No entanto, os especialistas não entendem totalmente como esses medicamentos podem afetar a saúde do seu cérebro – e a ciência dos medicamentos para dormir é complicada, diz o pesquisador do sono Adam Spira, professor do departamento norte-americano de saúde mental da Johns Hopkins Bloomberg School of Public Health.
Estudos sugerem que o uso regular de pílulas para dormir pode estar associado a um maior risco de demência – com ressalvas. É difícil para os especialistas determinar se as alterações neurodegenerativas são causadas diretamente pelos medicamentos para dormir ou pelos problemas crônicos de sono que provocaram a necessidade de prescrição médica em primeiro lugar.
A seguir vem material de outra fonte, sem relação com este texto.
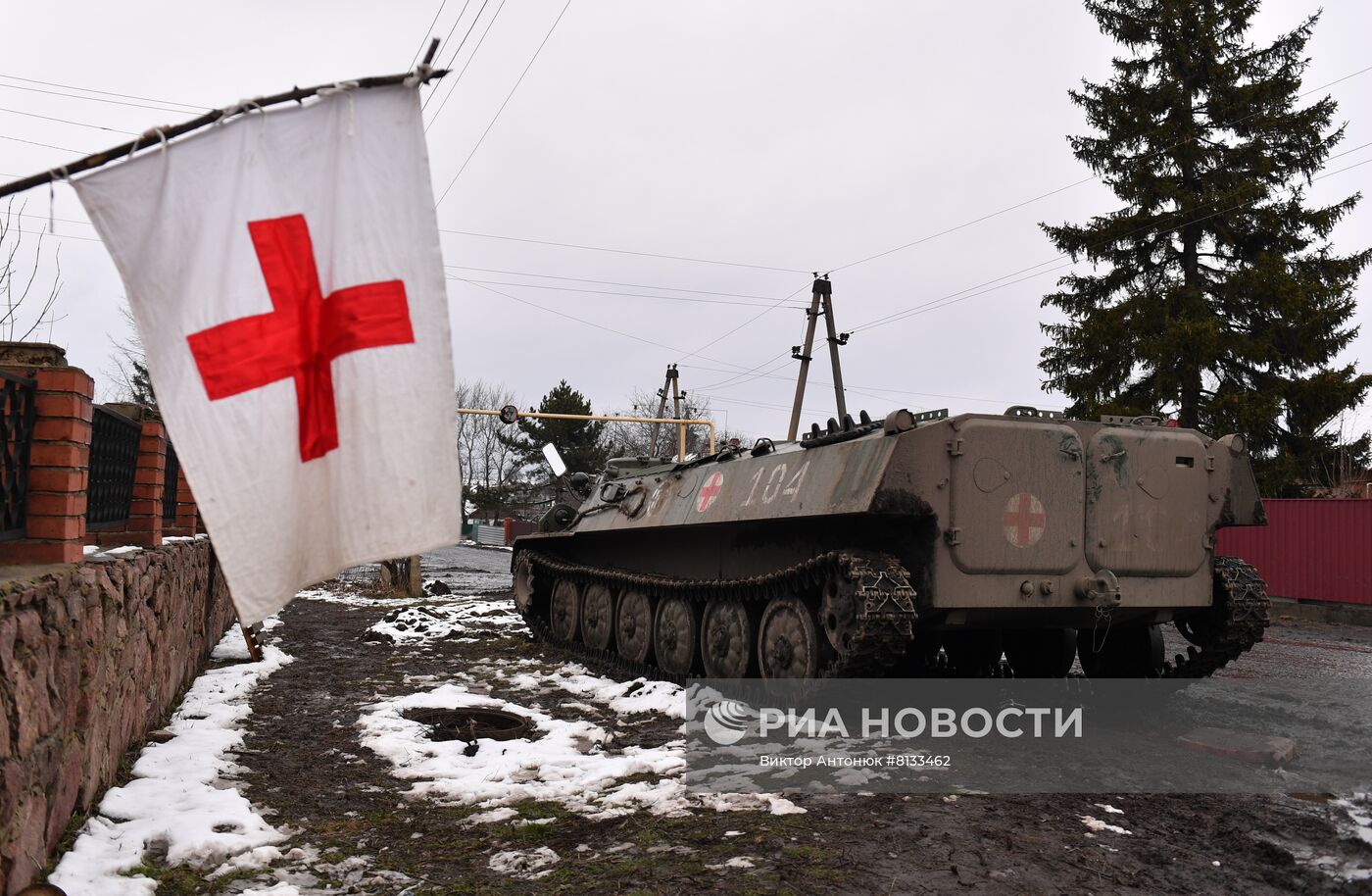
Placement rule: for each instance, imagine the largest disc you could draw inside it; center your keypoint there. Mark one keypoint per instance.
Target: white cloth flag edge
(446, 529)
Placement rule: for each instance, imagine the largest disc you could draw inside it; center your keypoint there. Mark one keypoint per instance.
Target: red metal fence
(1316, 549)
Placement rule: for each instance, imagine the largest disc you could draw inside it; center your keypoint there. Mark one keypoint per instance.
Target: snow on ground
(528, 865)
(628, 697)
(1097, 824)
(449, 619)
(177, 799)
(573, 763)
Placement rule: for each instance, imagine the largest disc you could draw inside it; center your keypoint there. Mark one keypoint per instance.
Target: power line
(571, 318)
(427, 33)
(611, 283)
(1065, 257)
(628, 295)
(466, 65)
(779, 302)
(65, 121)
(127, 96)
(1053, 192)
(453, 58)
(45, 146)
(62, 236)
(93, 99)
(504, 105)
(863, 390)
(582, 320)
(446, 38)
(619, 251)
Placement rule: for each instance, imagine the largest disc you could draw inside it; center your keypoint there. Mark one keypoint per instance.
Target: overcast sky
(793, 136)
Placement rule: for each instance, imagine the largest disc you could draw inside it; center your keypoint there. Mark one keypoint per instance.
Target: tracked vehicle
(916, 543)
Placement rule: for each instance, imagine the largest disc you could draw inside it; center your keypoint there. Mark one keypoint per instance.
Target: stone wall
(92, 658)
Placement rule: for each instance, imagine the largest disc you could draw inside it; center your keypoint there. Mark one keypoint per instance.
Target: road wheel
(524, 584)
(1040, 652)
(727, 638)
(675, 635)
(597, 617)
(634, 625)
(564, 611)
(971, 652)
(1124, 651)
(788, 644)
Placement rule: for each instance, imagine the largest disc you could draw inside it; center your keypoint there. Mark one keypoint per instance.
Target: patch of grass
(180, 879)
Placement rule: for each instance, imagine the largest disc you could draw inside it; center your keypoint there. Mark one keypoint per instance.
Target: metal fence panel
(169, 484)
(17, 416)
(1317, 549)
(490, 534)
(114, 461)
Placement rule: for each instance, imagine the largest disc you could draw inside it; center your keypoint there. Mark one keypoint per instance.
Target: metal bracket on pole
(662, 405)
(820, 290)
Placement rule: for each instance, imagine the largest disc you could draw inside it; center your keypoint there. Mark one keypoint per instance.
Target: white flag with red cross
(285, 276)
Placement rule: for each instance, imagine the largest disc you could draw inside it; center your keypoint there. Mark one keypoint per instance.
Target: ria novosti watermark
(1004, 734)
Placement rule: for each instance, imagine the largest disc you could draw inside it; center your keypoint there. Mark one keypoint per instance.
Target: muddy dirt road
(372, 813)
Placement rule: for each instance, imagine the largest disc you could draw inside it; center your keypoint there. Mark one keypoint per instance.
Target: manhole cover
(470, 723)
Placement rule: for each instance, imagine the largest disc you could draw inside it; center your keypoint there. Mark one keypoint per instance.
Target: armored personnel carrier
(916, 543)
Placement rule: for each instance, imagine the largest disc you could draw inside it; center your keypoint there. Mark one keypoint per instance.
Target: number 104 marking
(772, 487)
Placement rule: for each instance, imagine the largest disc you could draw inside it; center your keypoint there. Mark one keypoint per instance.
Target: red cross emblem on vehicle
(302, 333)
(1024, 521)
(713, 484)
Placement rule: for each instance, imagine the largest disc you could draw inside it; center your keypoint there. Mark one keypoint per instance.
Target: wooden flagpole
(155, 136)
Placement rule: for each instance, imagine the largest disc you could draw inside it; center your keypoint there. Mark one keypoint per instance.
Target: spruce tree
(1213, 291)
(578, 441)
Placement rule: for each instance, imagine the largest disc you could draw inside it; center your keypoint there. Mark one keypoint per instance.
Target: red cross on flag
(285, 276)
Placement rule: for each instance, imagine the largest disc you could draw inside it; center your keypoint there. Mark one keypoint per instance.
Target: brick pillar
(148, 481)
(59, 467)
(185, 512)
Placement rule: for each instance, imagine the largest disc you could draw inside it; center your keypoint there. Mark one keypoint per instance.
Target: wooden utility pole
(676, 412)
(820, 302)
(662, 405)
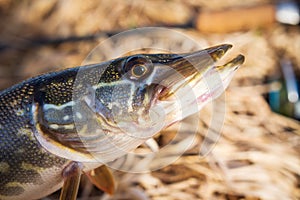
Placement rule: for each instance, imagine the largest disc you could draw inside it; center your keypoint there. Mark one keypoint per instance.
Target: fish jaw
(193, 92)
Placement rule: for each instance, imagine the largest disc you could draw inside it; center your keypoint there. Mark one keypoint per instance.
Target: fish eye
(139, 70)
(137, 67)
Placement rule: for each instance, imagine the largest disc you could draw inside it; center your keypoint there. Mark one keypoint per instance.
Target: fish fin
(71, 175)
(103, 179)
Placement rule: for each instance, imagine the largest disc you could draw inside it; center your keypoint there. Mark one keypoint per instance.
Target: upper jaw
(191, 77)
(191, 68)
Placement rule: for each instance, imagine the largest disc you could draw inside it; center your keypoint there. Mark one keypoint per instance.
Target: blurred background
(258, 155)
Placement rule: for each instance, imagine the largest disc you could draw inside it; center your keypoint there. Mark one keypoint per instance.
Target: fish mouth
(193, 78)
(191, 68)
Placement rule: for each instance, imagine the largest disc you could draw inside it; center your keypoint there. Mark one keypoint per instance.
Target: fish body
(92, 115)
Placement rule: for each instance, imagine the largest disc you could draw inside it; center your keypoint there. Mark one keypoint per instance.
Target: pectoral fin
(103, 179)
(71, 176)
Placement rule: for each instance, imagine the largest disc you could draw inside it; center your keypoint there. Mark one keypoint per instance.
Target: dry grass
(257, 156)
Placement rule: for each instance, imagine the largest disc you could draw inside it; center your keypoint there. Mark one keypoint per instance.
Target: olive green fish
(57, 125)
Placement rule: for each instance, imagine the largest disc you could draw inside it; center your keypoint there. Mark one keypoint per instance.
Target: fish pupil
(139, 70)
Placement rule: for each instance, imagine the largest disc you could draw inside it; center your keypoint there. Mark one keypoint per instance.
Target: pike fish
(56, 126)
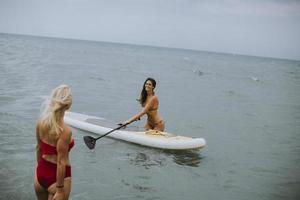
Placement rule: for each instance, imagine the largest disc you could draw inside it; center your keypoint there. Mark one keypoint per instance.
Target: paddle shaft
(113, 130)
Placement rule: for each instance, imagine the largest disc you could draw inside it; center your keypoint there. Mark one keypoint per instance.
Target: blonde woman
(149, 102)
(54, 141)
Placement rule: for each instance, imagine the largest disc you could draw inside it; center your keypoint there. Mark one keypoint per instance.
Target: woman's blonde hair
(60, 101)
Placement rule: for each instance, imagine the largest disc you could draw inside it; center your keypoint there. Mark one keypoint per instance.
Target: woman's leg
(40, 192)
(148, 126)
(67, 188)
(160, 126)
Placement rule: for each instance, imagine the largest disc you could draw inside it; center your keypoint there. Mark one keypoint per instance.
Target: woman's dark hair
(144, 94)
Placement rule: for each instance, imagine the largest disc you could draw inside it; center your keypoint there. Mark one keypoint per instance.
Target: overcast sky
(268, 28)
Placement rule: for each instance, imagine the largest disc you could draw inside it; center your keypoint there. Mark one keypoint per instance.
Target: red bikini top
(51, 150)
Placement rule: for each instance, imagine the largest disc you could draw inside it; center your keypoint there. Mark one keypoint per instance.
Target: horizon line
(151, 46)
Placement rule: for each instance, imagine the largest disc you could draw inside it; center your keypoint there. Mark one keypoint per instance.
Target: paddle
(91, 142)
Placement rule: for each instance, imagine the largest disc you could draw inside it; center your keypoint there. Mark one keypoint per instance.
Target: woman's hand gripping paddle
(91, 142)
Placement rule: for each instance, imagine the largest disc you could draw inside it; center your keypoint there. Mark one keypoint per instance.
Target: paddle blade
(89, 141)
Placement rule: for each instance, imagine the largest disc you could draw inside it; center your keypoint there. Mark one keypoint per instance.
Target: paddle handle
(113, 130)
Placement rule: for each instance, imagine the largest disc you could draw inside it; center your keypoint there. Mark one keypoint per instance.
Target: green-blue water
(247, 109)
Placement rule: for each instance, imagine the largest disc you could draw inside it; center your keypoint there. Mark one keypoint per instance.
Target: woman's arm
(38, 150)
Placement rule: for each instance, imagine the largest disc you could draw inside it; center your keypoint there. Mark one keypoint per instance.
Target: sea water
(247, 108)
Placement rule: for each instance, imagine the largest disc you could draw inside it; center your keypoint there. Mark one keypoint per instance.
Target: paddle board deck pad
(156, 139)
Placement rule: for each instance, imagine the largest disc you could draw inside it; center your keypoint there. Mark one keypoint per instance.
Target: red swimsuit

Também é possível que esses medicamentos ampliem os sintomas de declínio cognitivo que já estavam em andamento.
Há também teorias opostas: “como diferentes remédios para dormir atuam em diferentes mecanismos farmacológicos e fisiológicos, é plausível que alguns desses medicamentos possam ser benéficos para a saúde do cérebro”, explica Spira.
Ele aponta estudos que exploraram como certos medicamentos para dormir poderiam, teoricamente, ter efeitos protetores contra o mal de Alzheimer, mas adverte que também são necessárias muito mais pesquisas nesse sentido. Portanto, o júri ainda está em dúvida.
Dito isso, os especialistas concordam que os medicamentos para dormir não reproduzem o sono natural. É por isso que é fundamental considerar os prós e os contras de usar um desses medicamentos com a ajuda de um médico especialista em medicina do sono, se você tiver essa opção.
Há também uma alternativa sem medicamentos que, segundo os especialistas, vale a pena considerar: entre os especialistas em sono, a terapia cognitivo-comportamental para insônia (TCC-I) é recomendada como o tratamento de primeira linha para a insônia, pois a prática costuma ser mais eficaz a longo prazo e propicia um descanso de qualidade do que os medicamentos para dormir, sem a nuvem obscura dos possíveis efeitos colaterais.
Apesar das dúvidas que ainda persistem, as novas descobertas de Nedergaard e Hauglund ressaltam uma coisa clara: nem todo sono é igual – e estamos lentamente nos aproximando do que isso significa para o cérebro.